Massive Transcranial Parotid Pleomorphic Adenoma: Recurrence after 30 Years^[*]

• Case Report
• Discussion
• Conclusion
• References

Abstract

Pleomorphic adenoma, also known as benign mixed tumor, is the most common tumor affecting the parotid gland and can reach massive size; however, intracranial invasion is rare. Recurrence of pleomorphic adenoma after excision is a well-known phenomenon and can present decades after resection of the primary tumor. Here we present the case of a 53-year-old man who presented to our clinic with ear fullness, otalgia, and hearing loss 30 years after undergoing total parotidectomy and external beam radiotherapy for pleomorphic adenoma. Magnetic resonance imaging revealed a massive transcranial tumor invading the mastoid cavity, the dura of the posterior fossa, the fallopian and semicircular canals, the jugular foramen, the lateral infratemporal fossa skull base, the sigmoid and transverse sinuses, and the superior parapharyngeal region. Gross examination and histopathological studies confirmed that the mass was a recurrent pleomorphic adenoma. Here we discuss the features of recurrent pleomorphic adenoma and review the current literature.

Case Report

A 53-year-old man presented to the emergency department with a 7-day history of right ear fullness, otalgia, and hearing loss. He had recently been treated with antibiotics for sinusitis at an outside hospital but his symptoms failed to resolve. He denied vertigo, dizziness, otorrhea, or tinnitus. Physical examination demonstrated a mass behind an intact right eardrum, and tuning fork evidence of a conductive hearing loss. The remainder of his cranial nerve examination was normal, with the exception of the long-standing House-Brackmann Grade VI/VI right facial nerve paralysis. Audiogram demonstrated a right moderate conductive hearing loss with flat (Type B) tympanogram. The left side was normal.
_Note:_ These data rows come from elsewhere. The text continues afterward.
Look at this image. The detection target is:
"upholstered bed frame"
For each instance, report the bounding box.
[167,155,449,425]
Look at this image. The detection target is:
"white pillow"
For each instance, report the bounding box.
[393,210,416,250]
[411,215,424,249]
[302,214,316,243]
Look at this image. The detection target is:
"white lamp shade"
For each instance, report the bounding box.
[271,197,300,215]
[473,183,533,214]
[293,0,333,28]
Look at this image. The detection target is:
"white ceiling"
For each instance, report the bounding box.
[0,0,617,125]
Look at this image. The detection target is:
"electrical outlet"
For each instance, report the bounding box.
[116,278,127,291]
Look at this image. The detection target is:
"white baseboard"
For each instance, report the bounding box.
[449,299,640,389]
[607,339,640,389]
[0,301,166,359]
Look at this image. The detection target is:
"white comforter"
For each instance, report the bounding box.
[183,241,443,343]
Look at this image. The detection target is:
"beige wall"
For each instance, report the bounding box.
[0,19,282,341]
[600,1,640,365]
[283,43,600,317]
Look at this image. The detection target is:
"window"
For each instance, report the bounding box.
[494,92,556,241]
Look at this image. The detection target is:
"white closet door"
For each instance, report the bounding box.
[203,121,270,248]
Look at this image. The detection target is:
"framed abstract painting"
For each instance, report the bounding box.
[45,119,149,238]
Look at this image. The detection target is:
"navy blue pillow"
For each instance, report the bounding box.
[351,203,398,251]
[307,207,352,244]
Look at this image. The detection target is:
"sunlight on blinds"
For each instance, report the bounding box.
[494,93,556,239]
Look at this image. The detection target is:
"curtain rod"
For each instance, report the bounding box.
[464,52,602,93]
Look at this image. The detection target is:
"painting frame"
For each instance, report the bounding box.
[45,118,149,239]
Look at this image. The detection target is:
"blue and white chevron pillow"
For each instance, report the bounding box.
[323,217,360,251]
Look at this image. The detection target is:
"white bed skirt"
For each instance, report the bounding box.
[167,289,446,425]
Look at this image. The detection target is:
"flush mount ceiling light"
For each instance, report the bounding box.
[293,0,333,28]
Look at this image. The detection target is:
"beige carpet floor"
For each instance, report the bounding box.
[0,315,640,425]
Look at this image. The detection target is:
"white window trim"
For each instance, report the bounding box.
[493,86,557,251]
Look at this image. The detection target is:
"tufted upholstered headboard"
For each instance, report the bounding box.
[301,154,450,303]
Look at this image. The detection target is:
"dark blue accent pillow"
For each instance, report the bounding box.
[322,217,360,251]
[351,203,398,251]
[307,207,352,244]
The patient had a right parotid pleomorphic adenoma 35 years ago, which was treated by enucleation. He presented with several subcutaneous nodules 7 years after the initial treatment, which were treated by total parotidectomy. During surgery the facial nerve was sacrificed due to tumor encasement. Pathology confirmed recurrent pleomorphic adenoma. Postoperatively the tumor bed was treated with external beam radiotherapy. After this he remained asymptomatic for nearly 30 years.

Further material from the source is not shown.